BACKGROUND: Multiple myeloma (MM) patients have variable responses to mRNA vaccination to COVID-19. Little is known regarding their vaccine-induced antibody levels over time. METHODS: We monitored spike IgG antibody levels over 24 weeks among a subset of 18 MM patients who showed a full response after two mRNA vaccinations. RESULTS: MM patients had a more rapid decline in antibody levels as compared to eight healthy controls, with power law half-lives of 72 days (vs. 107 days) and exponential half-lives of 37 days (vs. 51 days).

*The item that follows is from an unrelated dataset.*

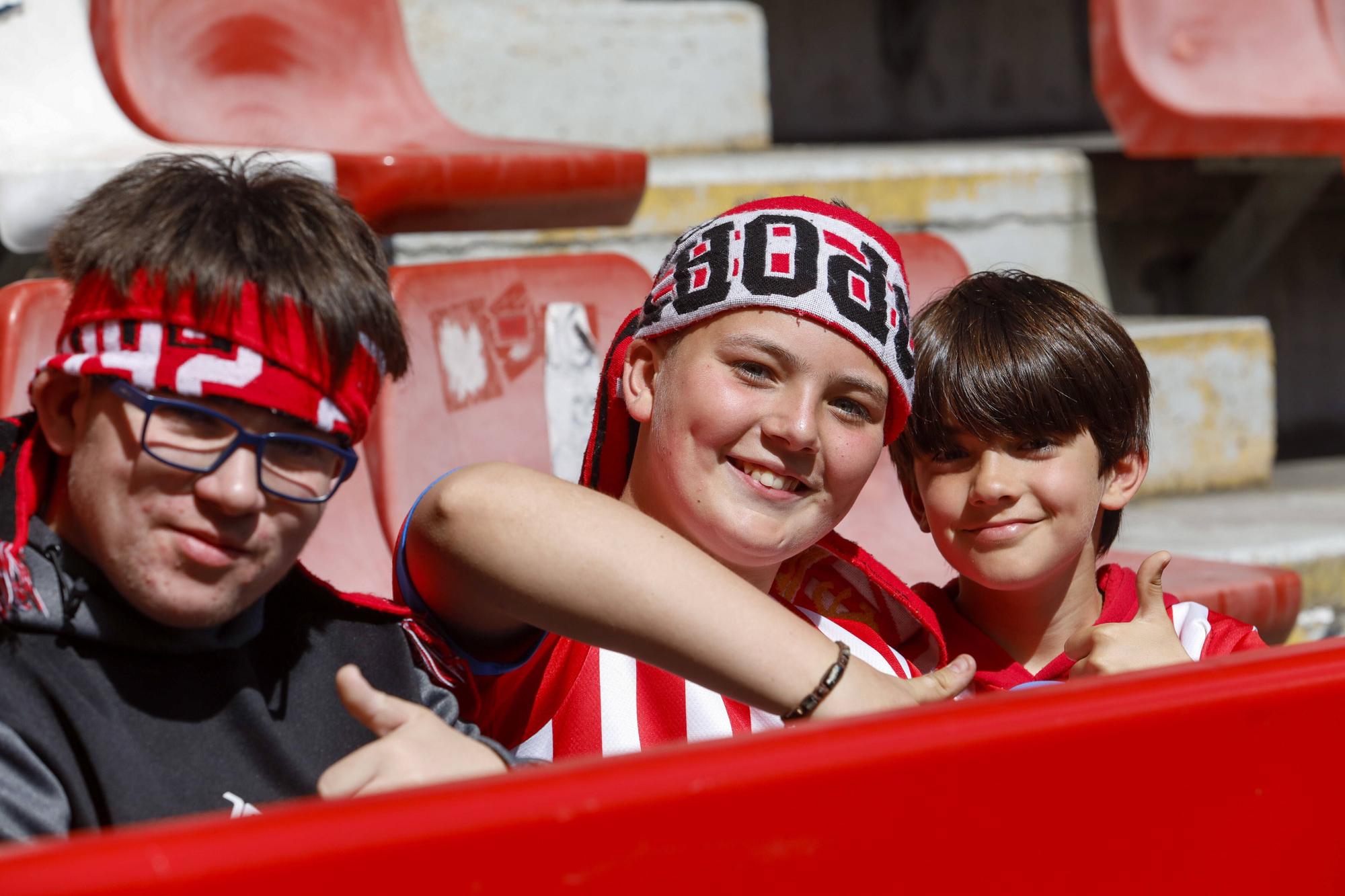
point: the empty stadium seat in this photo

The patients with longer SARS-CoV-2 antibody half-lives were more likely to have undetectable monoclonal protein than those with shorter half-lives, suggesting better disease control may correlate with longer duration of vaccine-induced antibodies. Regardless, by 16 weeks post-second dose of mRNA vaccination, the majority of patients had antibody levels below 250 binding arbitrary units per milliliter, which would be unlikely to contribute to preventing COVID-19. CONCLUSIONS: Thus, even MM patients who respond adequately to vaccination are likely to require more frequent booster doses than the general population.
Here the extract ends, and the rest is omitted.